TODAY, DR. CHRIS YANDLE is not being deafened by the roar of fans as his players reign supreme in a college bowl game. Nor is he campaigning for his star player to win the Heismann. He is, however, signing autographs and receiving accolades of his own while cheering on his two up-and-coming MVPs.
Like many fathers, Chris wishes for his children to dream big and follow their hearts. For over a decade, he led by example, chasing his passion of becoming a college athletics director, moving his family often with daughter Addison attending three different schools in four years. When a move to Atlanta didn’t turn out to be the career launcher for which he’d hoped, he was faced with a painful and difficult decision; continue to compete with family in tow, or make the sacrifice play and choose a better option for the team.
Chris and wife Ashleigh decided to settle in St. Tammany Parish to give their two children stability and a great education. “Addison adjusted well for third grade at Woodlake Elementary,” says Chris, whose love of academics rivals his passion for sports, “but we could see the moves and transition to middle school were taking their toll. I moved many times as a kid also, so even though she didn’t say anything directly, I knew something was up.”
Knowing her first day at school would be stressful, Chris got an idea while making his daughter’s lunch. “I grabbed the Sharpie and wrote a note on her lunch bag. ‘Addy—Treat everyone like they are the most important person you’ll ever meet. Love, Dad.’ I took a picture of it, posted it on social media, and didn’t think twice about what I had done.”
Chris says his childhood experiences were similar to Addy’s, and he wants her to benefit from that. “My difficult times as a kid are absolutely worth it now. I see myself in her and understand what she’s going through. I can give her the encouragement I wish I had at that age and teach lessons I didn’t learn until I was much older. I try to distill the lessons down to middle school level and make them relatable. Sometimes, the messages are a little over her head, but then she’ll ask me to explain and that turns into a wonderful conversation.”
What started as one impulsive act of fatherly love not only helped Addy, but also opened unexpected doors for Chris. Addy’s teacher took note of Chris’ daily ritual and shared certain messages with the class. The principal became such a fan, she suggested Chris write a book about his inspiring practice.
In March of 2018, Chris opened a Kickstarter account to help publish his book. “In six weeks, I raised $3,500, and my dream of writing a book became a reality. Lucky Enough: A Year of a Dad’s Daily Notes of Encouragement and Life Lessons to His Daughter, was published in September 2018 and on sale at Barnes & Noble in early 2019. I’ve written more than 300 notes on a variety of topics. Most importantly, they are a daily opportunity for me to tell Addison how much I love her.”
Although Chris uses wisdom and experience to bolster the confidence of youngsters, he also knows that adulthood doesn’t cure uncertainty. Covid-19 has interrupted the trajectory of his book and his academic career. Both his appearance as a headliner at the New Orleans Book Festival in March and his May PhD graduation ceremony were cancelled, and as universities are uncertain when classes will resume, his teaching opportunities are on hold. But through the disappointments, he continues, for his kids, to set examples of accomplishing dreams and seeing the good in difficult situations.

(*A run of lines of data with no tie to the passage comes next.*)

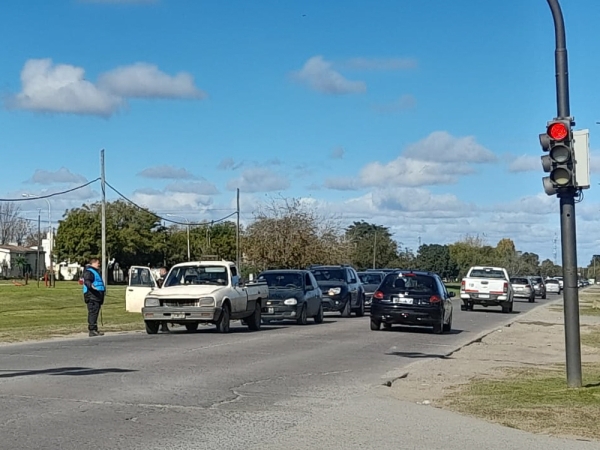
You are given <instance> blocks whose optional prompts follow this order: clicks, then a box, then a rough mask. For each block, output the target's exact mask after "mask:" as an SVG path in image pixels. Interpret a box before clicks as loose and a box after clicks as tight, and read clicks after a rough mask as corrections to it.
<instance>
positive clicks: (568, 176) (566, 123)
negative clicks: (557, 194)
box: [540, 119, 576, 195]
mask: <svg viewBox="0 0 600 450" xmlns="http://www.w3.org/2000/svg"><path fill="white" fill-rule="evenodd" d="M540 144H541V146H542V149H543V150H544V151H545V152H548V154H547V155H543V156H542V168H543V169H544V172H546V173H549V175H548V176H547V177H544V178H542V183H543V186H544V191H545V192H546V194H548V195H555V194H557V193H558V192H559V191H561V190H568V189H573V188H575V187H576V184H575V157H574V150H573V131H572V130H571V120H570V119H554V120H552V121H550V122H548V124H547V126H546V132H545V133H542V134H540Z"/></svg>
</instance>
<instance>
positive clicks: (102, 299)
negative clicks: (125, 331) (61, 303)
mask: <svg viewBox="0 0 600 450" xmlns="http://www.w3.org/2000/svg"><path fill="white" fill-rule="evenodd" d="M105 293H106V287H105V286H104V281H103V280H102V275H100V260H99V259H98V258H92V259H91V260H90V263H89V265H87V266H86V268H85V270H84V271H83V301H84V302H85V303H86V305H87V307H88V330H89V332H90V337H94V336H102V335H104V333H103V332H101V331H98V315H99V314H100V308H102V304H103V303H104V294H105Z"/></svg>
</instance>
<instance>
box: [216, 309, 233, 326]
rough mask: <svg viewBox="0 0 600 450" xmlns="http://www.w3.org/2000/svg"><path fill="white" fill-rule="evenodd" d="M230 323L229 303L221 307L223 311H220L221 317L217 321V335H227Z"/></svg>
mask: <svg viewBox="0 0 600 450" xmlns="http://www.w3.org/2000/svg"><path fill="white" fill-rule="evenodd" d="M230 321H231V315H230V312H229V303H225V304H224V305H223V309H222V310H221V317H219V320H218V321H217V323H216V325H217V333H229V330H230V328H229V325H230Z"/></svg>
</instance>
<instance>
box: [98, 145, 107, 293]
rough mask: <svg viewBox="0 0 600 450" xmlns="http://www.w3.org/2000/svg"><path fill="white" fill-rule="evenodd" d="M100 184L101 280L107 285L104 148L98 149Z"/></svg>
mask: <svg viewBox="0 0 600 450" xmlns="http://www.w3.org/2000/svg"><path fill="white" fill-rule="evenodd" d="M100 184H101V186H102V281H104V286H107V280H106V278H107V273H106V176H105V171H104V149H102V150H100Z"/></svg>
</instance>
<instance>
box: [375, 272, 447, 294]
mask: <svg viewBox="0 0 600 450" xmlns="http://www.w3.org/2000/svg"><path fill="white" fill-rule="evenodd" d="M379 289H380V290H381V291H383V293H384V294H400V293H402V294H409V295H434V294H439V292H438V289H437V286H436V282H435V279H434V278H433V277H431V276H428V275H414V274H413V275H408V274H389V275H387V276H386V277H385V279H384V280H383V283H382V284H381V286H380V287H379Z"/></svg>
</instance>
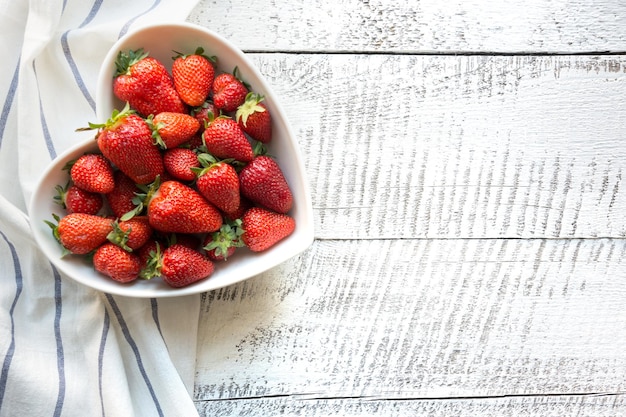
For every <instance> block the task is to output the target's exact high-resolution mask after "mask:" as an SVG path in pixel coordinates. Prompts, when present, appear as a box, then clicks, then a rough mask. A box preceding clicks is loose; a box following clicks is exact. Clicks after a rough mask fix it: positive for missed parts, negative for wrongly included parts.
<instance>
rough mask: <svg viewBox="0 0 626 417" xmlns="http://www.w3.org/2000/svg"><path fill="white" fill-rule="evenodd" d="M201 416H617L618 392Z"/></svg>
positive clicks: (211, 405) (300, 401)
mask: <svg viewBox="0 0 626 417" xmlns="http://www.w3.org/2000/svg"><path fill="white" fill-rule="evenodd" d="M198 407H199V410H200V412H201V413H202V415H207V416H224V417H226V416H238V417H244V416H251V417H252V416H254V417H256V416H278V415H280V416H306V417H327V416H342V417H344V416H345V417H371V416H428V417H468V416H471V417H474V416H480V417H513V416H524V417H569V416H594V417H622V416H623V415H624V414H625V413H626V403H625V401H624V396H623V395H616V396H614V395H589V396H583V397H577V396H557V397H554V396H546V397H521V398H480V399H451V400H446V401H443V400H429V399H413V400H398V401H389V400H384V399H376V398H349V399H342V398H333V399H316V398H311V397H308V396H295V397H287V398H259V399H251V400H246V399H241V400H227V401H219V402H212V401H209V402H201V403H198Z"/></svg>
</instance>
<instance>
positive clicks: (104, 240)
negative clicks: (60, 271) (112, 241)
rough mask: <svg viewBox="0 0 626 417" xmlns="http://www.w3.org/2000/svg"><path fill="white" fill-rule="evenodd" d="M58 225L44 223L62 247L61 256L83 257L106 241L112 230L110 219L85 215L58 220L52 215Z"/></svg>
mask: <svg viewBox="0 0 626 417" xmlns="http://www.w3.org/2000/svg"><path fill="white" fill-rule="evenodd" d="M52 216H53V217H54V219H55V220H56V221H57V223H58V224H56V225H55V224H53V223H52V222H48V221H46V224H48V226H50V227H51V228H52V234H53V236H54V237H55V239H56V240H57V241H58V242H59V243H60V244H61V245H62V246H63V248H64V251H63V254H64V255H65V254H67V253H74V254H77V255H85V254H88V253H89V252H91V251H93V250H95V249H97V248H98V247H99V246H100V245H102V244H103V243H104V242H106V240H107V236H108V234H109V233H110V232H111V230H113V226H111V219H107V218H105V217H100V216H95V215H93V214H85V213H71V214H68V215H67V216H63V217H62V218H59V216H57V215H56V214H53V215H52Z"/></svg>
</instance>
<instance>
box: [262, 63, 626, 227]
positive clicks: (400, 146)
mask: <svg viewBox="0 0 626 417" xmlns="http://www.w3.org/2000/svg"><path fill="white" fill-rule="evenodd" d="M251 57H252V58H253V59H254V61H255V62H256V64H257V65H258V67H259V68H260V70H261V72H262V73H263V74H264V75H265V76H266V77H267V78H268V80H269V82H270V83H271V84H272V85H273V87H274V89H275V90H276V92H277V93H278V96H279V97H280V99H281V104H282V105H283V107H284V108H285V110H286V112H287V117H288V119H289V120H290V121H291V122H292V124H293V126H294V129H295V131H296V133H297V136H298V139H299V142H300V146H301V148H302V150H303V153H304V155H305V158H306V165H307V174H308V177H309V182H310V185H311V187H312V194H313V205H314V210H315V221H316V228H317V229H316V237H318V238H323V239H345V238H355V239H361V238H362V239H376V238H458V237H462V238H485V237H488V238H497V237H503V238H518V237H521V238H534V237H559V238H561V237H623V236H625V235H626V223H625V222H624V221H623V219H624V217H623V213H625V212H626V190H625V189H624V187H623V184H622V175H623V169H624V167H626V147H625V146H623V140H624V134H623V132H624V124H625V122H626V56H610V57H607V56H591V57H590V56H558V57H554V56H547V57H532V56H524V57H517V56H513V57H509V56H504V57H502V56H500V57H493V56H469V57H468V56H458V57H433V56H428V57H424V56H397V55H330V56H329V55H291V54H269V55H268V54H253V55H251Z"/></svg>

He donated 50 copies of his book to local little free libraries and to those who requested them on Facebook and Twitter. “I want to make people feel better. I also have #DadNotes, a free text messaging service for subscribers. I send out encouraging messages and jokes on the adult level. It’s just about making people happy.”
As Addy enters seventh grade in the fall, she’ll rely on her father’s support even as he faces unknowns. “It’s exciting and scary for both of us. Junior high is a whole different set up and intimidating, but we have tools that can ease fears and anxiety.”
What advice does Chris have for other fathers? “Writing is easier than talking at times, but not everyone is a writer. I have writing prompts in my book, but there are other ways to connect. Just be there–physically, mentally and emotionally. Listening means the world to them. Go to their games, help with homework, watch a movie. Be there.”